Both Tensorflow and PyTorch have multiple pretrained networks, so you can choose the architecture and compare how different frameworks perform on the same data.
Progress
The Machine Learning community is very big and growing, which produces an enormous amount of content to learn and improve in this field. If you are looking in something particular, there are a lot of tutorials floating around: from beginner to advanced levels, practical or theoretical.
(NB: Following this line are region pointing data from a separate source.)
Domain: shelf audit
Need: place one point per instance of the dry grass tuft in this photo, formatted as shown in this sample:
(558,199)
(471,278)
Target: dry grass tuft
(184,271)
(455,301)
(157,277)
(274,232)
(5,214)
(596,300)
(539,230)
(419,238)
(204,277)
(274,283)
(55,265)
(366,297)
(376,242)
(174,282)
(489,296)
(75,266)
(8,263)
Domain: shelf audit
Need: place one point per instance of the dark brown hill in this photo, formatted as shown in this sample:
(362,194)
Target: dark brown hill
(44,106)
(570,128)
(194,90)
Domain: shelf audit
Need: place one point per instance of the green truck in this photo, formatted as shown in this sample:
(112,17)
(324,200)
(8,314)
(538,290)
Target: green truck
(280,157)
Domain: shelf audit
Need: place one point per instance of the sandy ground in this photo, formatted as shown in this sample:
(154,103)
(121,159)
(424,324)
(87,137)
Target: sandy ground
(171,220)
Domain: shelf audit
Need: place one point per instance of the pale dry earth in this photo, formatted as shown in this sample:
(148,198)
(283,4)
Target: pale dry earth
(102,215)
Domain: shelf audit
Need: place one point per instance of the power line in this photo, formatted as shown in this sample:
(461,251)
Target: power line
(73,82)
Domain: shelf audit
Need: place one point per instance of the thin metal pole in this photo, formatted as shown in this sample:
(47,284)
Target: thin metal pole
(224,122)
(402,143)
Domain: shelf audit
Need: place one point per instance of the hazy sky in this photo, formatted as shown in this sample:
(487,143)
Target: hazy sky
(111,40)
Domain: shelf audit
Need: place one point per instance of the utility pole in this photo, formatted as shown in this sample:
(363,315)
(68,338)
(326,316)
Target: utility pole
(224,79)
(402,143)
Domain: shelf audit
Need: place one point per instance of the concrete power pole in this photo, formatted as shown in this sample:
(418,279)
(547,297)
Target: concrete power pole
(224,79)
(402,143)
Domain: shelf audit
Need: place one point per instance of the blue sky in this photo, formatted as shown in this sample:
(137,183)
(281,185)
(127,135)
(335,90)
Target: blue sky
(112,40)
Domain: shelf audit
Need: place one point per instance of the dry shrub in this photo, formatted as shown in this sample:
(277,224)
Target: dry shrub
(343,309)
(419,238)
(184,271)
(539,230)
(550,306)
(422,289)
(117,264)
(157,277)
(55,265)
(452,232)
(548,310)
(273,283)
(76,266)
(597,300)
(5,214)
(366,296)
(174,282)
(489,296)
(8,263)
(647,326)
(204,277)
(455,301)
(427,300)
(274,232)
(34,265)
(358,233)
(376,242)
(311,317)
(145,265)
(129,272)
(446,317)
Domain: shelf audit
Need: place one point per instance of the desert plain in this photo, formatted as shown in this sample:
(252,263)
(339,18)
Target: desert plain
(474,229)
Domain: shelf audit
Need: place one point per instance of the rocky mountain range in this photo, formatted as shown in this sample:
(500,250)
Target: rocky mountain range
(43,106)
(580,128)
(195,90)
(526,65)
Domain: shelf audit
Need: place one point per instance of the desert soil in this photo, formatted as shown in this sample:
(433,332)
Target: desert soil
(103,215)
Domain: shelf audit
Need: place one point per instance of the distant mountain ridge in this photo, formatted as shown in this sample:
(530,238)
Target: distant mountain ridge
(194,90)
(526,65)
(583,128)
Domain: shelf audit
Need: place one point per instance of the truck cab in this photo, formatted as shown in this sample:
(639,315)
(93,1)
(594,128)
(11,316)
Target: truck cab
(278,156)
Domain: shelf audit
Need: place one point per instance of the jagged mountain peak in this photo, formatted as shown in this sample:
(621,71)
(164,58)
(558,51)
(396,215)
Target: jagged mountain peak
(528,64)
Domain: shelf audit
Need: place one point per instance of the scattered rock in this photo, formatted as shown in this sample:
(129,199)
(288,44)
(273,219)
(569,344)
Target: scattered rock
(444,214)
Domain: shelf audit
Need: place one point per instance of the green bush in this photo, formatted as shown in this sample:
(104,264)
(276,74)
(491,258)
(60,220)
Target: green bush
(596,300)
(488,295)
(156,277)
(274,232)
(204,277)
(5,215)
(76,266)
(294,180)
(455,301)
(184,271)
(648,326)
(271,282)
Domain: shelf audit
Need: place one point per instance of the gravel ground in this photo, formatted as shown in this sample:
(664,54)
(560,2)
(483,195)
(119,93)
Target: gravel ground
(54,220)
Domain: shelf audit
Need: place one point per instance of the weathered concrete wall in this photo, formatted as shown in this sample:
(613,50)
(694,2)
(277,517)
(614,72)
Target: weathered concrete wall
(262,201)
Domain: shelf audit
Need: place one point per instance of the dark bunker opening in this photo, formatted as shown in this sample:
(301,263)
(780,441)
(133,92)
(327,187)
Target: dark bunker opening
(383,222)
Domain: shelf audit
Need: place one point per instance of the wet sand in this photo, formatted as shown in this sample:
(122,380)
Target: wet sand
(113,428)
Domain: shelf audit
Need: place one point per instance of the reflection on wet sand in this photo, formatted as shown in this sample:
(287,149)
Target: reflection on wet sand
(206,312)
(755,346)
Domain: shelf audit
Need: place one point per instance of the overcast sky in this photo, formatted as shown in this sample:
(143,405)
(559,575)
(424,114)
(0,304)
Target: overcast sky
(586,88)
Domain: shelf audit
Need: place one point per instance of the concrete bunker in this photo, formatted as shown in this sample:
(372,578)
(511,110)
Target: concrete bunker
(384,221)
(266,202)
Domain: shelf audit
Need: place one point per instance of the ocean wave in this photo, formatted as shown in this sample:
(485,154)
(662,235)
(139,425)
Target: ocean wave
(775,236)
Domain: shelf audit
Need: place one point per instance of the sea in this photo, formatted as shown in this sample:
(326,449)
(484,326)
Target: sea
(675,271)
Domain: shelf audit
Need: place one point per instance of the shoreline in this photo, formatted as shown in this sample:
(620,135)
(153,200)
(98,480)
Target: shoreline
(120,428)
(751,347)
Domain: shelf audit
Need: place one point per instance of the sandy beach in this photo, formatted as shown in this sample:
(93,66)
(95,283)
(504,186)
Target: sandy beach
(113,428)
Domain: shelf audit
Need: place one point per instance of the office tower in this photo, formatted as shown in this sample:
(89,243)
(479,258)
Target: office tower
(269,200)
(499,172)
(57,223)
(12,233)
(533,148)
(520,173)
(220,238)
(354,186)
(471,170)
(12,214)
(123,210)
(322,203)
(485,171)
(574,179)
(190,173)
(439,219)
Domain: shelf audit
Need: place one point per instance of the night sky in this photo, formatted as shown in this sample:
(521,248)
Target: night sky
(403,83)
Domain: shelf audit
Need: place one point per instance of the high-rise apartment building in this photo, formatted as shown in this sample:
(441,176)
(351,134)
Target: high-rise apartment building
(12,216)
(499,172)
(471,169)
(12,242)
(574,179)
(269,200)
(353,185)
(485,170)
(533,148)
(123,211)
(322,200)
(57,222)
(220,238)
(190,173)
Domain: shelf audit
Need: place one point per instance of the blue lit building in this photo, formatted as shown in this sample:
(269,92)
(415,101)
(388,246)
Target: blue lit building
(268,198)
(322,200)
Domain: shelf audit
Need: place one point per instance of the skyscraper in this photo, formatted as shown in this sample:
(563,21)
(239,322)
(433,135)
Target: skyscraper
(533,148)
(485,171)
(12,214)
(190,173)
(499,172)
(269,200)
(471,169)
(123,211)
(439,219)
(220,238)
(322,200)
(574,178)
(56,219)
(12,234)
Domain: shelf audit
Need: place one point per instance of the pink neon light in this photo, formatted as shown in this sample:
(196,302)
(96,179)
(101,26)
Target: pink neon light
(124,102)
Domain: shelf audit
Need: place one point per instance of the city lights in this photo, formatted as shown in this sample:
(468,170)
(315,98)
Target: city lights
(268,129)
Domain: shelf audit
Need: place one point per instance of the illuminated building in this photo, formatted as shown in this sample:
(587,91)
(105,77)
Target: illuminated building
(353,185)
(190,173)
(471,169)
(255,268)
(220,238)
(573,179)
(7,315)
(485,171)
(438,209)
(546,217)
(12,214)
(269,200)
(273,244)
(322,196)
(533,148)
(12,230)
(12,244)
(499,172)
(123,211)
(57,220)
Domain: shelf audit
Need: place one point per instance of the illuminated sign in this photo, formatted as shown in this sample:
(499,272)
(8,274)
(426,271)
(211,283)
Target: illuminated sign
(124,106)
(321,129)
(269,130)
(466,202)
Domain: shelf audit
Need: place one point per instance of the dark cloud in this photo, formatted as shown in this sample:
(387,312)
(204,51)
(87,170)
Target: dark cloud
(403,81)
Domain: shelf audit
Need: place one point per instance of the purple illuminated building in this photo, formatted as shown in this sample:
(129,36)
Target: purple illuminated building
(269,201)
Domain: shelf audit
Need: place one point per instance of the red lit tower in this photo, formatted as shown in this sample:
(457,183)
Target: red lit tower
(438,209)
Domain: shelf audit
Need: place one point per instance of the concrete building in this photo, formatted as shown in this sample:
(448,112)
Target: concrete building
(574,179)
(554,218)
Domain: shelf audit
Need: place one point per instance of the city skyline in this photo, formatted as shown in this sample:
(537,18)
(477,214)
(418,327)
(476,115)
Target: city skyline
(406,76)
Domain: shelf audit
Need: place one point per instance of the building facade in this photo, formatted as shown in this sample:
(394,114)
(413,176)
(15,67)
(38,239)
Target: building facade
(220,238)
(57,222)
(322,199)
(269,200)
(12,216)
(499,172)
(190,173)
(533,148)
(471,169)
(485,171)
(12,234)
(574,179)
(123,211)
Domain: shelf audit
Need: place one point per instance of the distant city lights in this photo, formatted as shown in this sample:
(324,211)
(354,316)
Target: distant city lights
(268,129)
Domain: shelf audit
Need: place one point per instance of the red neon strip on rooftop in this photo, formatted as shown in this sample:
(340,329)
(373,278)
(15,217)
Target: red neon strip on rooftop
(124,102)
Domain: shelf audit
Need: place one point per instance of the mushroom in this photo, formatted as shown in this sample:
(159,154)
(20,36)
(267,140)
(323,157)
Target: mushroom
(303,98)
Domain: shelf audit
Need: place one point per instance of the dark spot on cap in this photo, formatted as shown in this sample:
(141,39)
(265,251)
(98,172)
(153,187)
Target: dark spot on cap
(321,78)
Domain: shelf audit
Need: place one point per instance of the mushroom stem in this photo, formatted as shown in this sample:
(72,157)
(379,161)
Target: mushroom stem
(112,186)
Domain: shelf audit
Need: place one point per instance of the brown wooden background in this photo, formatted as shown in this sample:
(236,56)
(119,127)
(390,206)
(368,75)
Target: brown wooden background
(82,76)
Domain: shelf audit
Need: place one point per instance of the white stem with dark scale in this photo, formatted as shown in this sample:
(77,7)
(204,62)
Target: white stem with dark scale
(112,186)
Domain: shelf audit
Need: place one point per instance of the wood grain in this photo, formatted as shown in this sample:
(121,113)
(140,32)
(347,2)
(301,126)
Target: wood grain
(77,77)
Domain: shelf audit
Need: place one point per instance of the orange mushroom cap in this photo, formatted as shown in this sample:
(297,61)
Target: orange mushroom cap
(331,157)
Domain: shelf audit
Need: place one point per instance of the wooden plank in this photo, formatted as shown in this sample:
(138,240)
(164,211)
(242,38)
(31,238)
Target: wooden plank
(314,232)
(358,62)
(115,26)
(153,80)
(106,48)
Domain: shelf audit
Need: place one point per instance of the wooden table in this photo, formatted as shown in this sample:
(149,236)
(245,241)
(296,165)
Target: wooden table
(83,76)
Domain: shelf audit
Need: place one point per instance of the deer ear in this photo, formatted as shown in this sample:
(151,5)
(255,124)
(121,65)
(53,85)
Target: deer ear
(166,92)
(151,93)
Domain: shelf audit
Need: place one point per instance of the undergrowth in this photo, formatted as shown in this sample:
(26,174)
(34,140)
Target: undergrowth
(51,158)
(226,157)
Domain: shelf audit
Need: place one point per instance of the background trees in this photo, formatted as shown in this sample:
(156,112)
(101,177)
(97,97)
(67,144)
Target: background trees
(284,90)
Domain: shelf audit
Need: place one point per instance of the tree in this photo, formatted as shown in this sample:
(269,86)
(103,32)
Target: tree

But if you don’t know where to start and what to do next, an online course could be a good solution as it offers structure, examples, references. Platforms like Coursera, edX and Udemy offer such courses from universities across the world or from independent professionals.
Another possibility to improve your skills and understanding of data and Machine Learning is Kaggle. Kaggle is an online community of data science enthusiasts, where you can find all sorts of datasets and associated problems. For each task there is a challenge, which makes it more interesting as everyone tries to solve the problem better. There is also a possibility to look at and discuss the submissions of other users and that helps with improvement, by allowing to see all the different ideas that other people came up with.